A. Note the above question and answer. Consumer perceptions of vehicle quality and dependability often are based on historical experiences or anecdotes and “may be out of line with the current reality,”  says J.D. Power. I feel that such perceptions are often quite definitely out of line with current reality. Consumers should get as much information as they can on the latest models from a variety of sources to make an informed decision. They shouldn’t listen to older folks tell about experiences with American cars from, say, the 1980s and earlier.  

Q.  We bought our daughter a Volkswagen Karmann-Ghia several years ago. She has since sold it. We took a picture of the car and are trying to determine its model year.What’s the best way to do this? — M.G., Conway, South Carolina

A. The 1956-74 Karmann-Ghia is becoming more of a collector’s car, especially in convertible form, although it was essentially a Volkswagen Beetle with a nifty custom body from the respected Karmann coachworks of West Germany. Italy’s famous Ghia studios, which styled exotic sports cars, did the Karmann-Ghia’s styling. It looked  much the same from 1956 to 1974. Contact a Karmann-Ghis club. Its members can tell you the car’s model year. As your daughter probably told you, the car was no rocket. But acceleration was adequate because it  didn’t weigh all that much.

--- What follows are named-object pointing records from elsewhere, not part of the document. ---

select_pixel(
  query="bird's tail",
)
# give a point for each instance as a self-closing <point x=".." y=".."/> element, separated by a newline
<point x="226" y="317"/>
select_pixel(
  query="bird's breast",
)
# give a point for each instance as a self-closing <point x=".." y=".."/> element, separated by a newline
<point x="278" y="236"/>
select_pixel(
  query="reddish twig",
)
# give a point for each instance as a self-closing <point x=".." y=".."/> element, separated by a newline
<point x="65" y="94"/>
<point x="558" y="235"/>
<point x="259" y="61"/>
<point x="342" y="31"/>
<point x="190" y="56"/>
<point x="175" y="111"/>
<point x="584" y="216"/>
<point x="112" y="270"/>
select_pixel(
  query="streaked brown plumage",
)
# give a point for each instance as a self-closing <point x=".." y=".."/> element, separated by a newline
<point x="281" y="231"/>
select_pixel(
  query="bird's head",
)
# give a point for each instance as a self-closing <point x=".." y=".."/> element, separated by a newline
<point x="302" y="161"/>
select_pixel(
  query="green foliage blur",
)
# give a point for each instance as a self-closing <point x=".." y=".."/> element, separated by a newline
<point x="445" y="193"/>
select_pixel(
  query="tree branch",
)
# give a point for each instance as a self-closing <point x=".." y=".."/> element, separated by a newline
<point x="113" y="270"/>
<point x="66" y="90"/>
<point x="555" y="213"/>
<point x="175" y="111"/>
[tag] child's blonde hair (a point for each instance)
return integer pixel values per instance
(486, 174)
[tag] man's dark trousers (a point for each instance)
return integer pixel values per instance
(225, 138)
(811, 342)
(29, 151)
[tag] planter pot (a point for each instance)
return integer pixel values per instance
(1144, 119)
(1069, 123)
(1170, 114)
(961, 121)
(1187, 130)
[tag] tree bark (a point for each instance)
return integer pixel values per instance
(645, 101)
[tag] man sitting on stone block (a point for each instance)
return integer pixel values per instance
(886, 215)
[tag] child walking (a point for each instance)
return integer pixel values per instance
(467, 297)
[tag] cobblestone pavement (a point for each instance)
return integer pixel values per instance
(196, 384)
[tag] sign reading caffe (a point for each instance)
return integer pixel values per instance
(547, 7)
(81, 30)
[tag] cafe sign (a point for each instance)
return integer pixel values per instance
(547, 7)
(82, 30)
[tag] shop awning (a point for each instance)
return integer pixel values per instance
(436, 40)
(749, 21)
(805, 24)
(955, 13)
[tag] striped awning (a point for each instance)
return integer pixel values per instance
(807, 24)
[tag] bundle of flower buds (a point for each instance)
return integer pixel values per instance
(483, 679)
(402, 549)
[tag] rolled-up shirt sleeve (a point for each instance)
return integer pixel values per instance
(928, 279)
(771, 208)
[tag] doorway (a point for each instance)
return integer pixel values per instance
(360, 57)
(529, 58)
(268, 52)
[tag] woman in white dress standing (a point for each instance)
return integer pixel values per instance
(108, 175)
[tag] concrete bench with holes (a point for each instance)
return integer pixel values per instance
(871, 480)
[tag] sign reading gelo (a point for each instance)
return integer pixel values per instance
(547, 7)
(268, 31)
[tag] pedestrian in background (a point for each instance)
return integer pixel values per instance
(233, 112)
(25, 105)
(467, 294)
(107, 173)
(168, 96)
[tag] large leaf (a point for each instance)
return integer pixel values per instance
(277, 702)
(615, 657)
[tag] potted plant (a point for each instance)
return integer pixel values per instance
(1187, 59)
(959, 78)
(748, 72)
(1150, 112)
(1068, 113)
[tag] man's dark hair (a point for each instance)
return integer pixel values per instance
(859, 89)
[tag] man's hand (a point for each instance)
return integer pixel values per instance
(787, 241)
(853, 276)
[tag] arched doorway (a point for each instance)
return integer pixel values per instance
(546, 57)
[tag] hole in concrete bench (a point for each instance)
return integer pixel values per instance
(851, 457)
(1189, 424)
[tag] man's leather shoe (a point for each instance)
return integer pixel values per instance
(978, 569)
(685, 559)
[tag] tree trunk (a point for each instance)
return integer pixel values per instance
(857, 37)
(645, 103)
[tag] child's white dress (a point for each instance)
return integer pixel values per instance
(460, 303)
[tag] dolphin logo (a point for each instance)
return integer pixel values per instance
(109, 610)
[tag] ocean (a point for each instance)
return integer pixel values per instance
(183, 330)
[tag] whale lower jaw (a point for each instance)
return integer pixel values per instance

Q. Why do newspapers consistently write childish headlines for auto stories? For instance, the Wall Street Journal recently wrote this headline above a article about Ford sales in China: “Ford to Rev Up in China.”  – J.H., Denver

A.  Because when it comes to cars, many newspaper headline writers are clueless and have no interest in them. They try harder when it comes to writing headlines about such things as movies, crime, gossip, politics and sports.

Q. I have heard that “zero-weight” motor oil allows better fuel economy with new vehicles. Is that possible? — A.H., New Orleans

A. Royal Purple, which makes synthetic products for industrial and consumer needs, says that is correct and that some automakers are building new models that specify using “zero-weight” motor oil rather than a heavier 10W-30 oil. Why so? Royal Purple says changing to a thinner, lighter oil viscosity such as 0W-20 can result in better fuel efficiency and increased savings for consumers. It says zero-weight motor oils are formulated to be able to lubricate the internal structures of the engine more freely, helping to extend engine life and deliver maximum fuel economy because the engine doesn’t have to work as hard to move the oil around. It says these low-viscosity oils also provide “excellent protection in low temperatures, uniform lubrication, reduced friction and help make an engine produce more power over heavier-weight oils.”